Not even the amount of oil gushing from the well has been pinpointed.

On Thursday, officials upped their estimate, saying the well has been gushing between 504,000 and more than 1 million gallons a day into the Gulf. BP and the Coast Guard estimated soon after the explosion that about 210,000 gallons a day were leaking.

WHERE WILL IT GO?

There's almost as much uncertainty about what is happening to the oil already in the water. Lawmakers got little explanation about what appears to be a large plume of oil moving beneath the water surface. Was it oil or a mixture of oil and chemicals? "Unknown," said Jane Lubchenco, one of the government's top marine scientists.

How much oil will reach the ecologically precious coastal marshes is still uncertain.
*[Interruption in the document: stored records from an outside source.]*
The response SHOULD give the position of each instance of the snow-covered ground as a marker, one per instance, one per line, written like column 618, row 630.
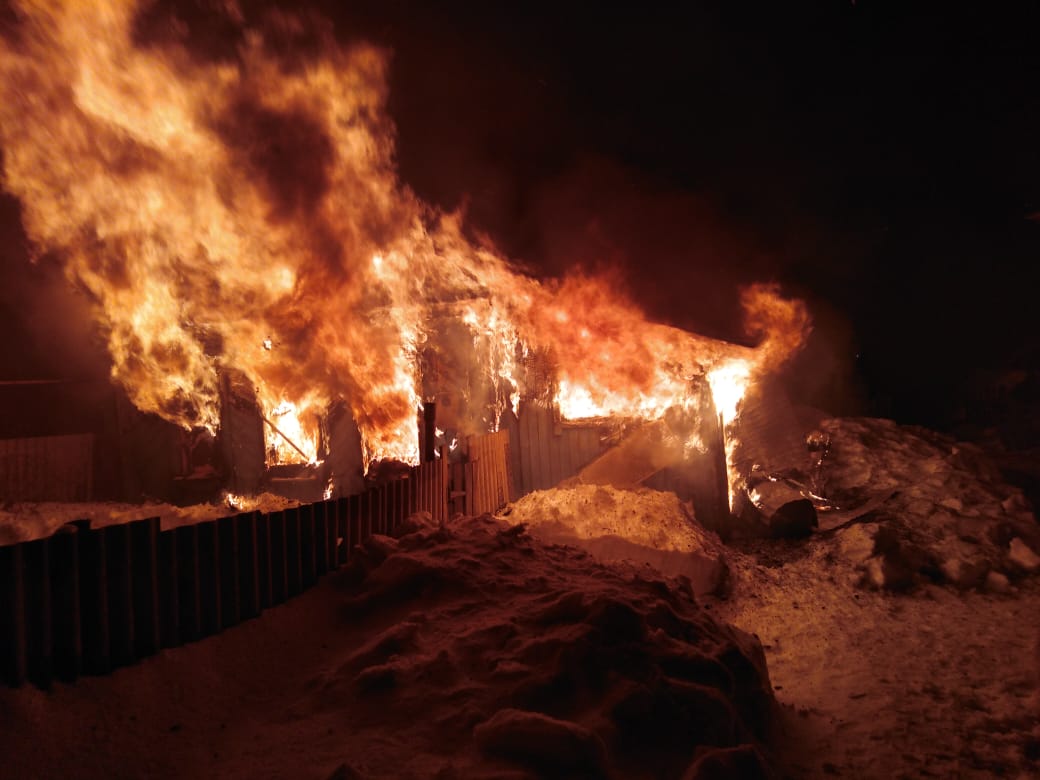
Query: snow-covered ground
column 903, row 644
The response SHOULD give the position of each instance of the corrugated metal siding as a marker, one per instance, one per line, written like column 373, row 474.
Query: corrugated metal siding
column 551, row 451
column 47, row 468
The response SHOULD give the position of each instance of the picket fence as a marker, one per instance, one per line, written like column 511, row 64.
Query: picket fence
column 87, row 600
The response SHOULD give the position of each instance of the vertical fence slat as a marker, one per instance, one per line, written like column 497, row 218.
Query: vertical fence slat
column 346, row 512
column 37, row 613
column 209, row 577
column 332, row 529
column 187, row 583
column 308, row 545
column 169, row 576
column 120, row 594
column 11, row 615
column 227, row 531
column 279, row 582
column 68, row 647
column 264, row 560
column 94, row 599
column 293, row 578
column 145, row 579
column 249, row 579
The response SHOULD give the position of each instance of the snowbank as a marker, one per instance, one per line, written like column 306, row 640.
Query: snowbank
column 645, row 526
column 952, row 518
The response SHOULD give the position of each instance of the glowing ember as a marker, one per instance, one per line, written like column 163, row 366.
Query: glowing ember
column 244, row 214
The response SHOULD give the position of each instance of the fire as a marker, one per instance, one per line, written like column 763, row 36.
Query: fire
column 243, row 213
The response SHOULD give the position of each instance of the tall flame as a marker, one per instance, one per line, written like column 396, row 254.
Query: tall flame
column 244, row 213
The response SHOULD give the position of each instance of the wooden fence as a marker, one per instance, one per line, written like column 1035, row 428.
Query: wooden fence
column 86, row 600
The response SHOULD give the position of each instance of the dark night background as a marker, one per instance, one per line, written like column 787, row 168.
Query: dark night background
column 879, row 160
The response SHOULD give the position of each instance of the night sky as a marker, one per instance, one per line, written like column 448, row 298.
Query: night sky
column 882, row 162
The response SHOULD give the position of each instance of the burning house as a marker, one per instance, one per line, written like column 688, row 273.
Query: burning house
column 258, row 271
column 485, row 512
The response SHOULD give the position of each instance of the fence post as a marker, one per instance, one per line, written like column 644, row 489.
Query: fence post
column 227, row 531
column 144, row 556
column 209, row 577
column 120, row 594
column 13, row 658
column 65, row 600
column 37, row 613
column 94, row 599
column 187, row 583
column 293, row 565
column 345, row 513
column 308, row 552
column 320, row 519
column 249, row 581
column 279, row 581
column 263, row 560
column 169, row 583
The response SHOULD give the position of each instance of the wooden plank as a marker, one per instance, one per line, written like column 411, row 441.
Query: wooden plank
column 293, row 553
column 527, row 448
column 121, row 633
column 39, row 646
column 249, row 574
column 144, row 559
column 308, row 546
column 68, row 645
column 209, row 576
column 187, row 583
column 352, row 527
column 229, row 556
column 279, row 580
column 262, row 525
column 170, row 632
column 13, row 651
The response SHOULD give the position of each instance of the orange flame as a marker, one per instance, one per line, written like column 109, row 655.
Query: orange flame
column 245, row 214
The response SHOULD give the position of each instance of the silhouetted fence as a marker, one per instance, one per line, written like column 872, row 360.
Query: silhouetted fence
column 86, row 600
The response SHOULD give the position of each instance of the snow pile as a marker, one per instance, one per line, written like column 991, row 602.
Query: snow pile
column 952, row 518
column 494, row 652
column 642, row 525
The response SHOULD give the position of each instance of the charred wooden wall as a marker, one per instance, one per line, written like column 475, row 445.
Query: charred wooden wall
column 548, row 450
column 47, row 468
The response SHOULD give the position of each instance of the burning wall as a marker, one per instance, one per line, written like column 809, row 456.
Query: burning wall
column 243, row 214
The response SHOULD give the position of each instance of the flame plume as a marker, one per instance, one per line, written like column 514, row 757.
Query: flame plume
column 245, row 214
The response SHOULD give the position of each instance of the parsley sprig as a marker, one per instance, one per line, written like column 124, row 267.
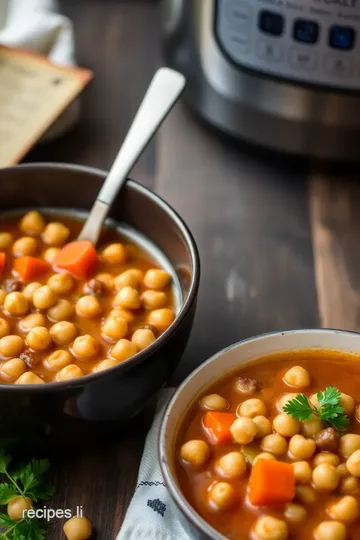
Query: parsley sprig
column 27, row 481
column 328, row 410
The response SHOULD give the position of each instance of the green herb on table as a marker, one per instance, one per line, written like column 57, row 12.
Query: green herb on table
column 25, row 486
column 328, row 410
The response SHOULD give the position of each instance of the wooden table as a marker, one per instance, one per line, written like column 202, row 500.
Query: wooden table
column 278, row 238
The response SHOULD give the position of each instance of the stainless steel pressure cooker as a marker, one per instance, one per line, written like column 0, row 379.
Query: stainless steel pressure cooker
column 281, row 73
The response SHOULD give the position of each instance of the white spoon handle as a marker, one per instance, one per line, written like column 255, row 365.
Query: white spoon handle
column 162, row 94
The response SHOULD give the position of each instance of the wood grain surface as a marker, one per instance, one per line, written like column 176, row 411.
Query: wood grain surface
column 253, row 216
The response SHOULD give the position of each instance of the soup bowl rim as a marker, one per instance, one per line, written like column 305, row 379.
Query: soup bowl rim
column 170, row 417
column 141, row 356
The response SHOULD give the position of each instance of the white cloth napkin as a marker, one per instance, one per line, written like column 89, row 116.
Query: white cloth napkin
column 151, row 515
column 34, row 25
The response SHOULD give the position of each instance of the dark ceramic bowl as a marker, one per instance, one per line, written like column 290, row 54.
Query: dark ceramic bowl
column 224, row 362
column 103, row 400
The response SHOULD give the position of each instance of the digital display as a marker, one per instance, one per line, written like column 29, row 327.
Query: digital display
column 342, row 37
column 306, row 31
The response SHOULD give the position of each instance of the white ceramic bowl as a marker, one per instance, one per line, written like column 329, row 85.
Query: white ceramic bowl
column 228, row 360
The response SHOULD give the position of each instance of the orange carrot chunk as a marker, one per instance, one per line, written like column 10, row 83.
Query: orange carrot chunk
column 2, row 261
column 79, row 258
column 29, row 268
column 271, row 482
column 217, row 426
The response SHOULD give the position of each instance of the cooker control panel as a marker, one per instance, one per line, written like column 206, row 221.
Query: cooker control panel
column 313, row 41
If oil gets into a fast-moving Gulf "loop'" current it could hit the coral reefs of the Florida Keys and even move around up the Atlantic Coast. Marine scientists say it's not clear how much damage it will cause because the oil might by then may be significantly degraded.

Even one of the bedrock tools for fighting the oil spill — chemicals that break up the oil so it degrades more easily — has raised more questions than answers. The chemicals are being used in amounts and at water depths never envisioned.

"The long term-effects (of the dispersant chemicals) on aquatic life are still unknown," said the head of the Environmental Protection Agency, Lisa Jackson.

And this from Interior Secretary Ken Salazar: "There are many facts which are still unknown. I know enough to know there were a lot of problems here."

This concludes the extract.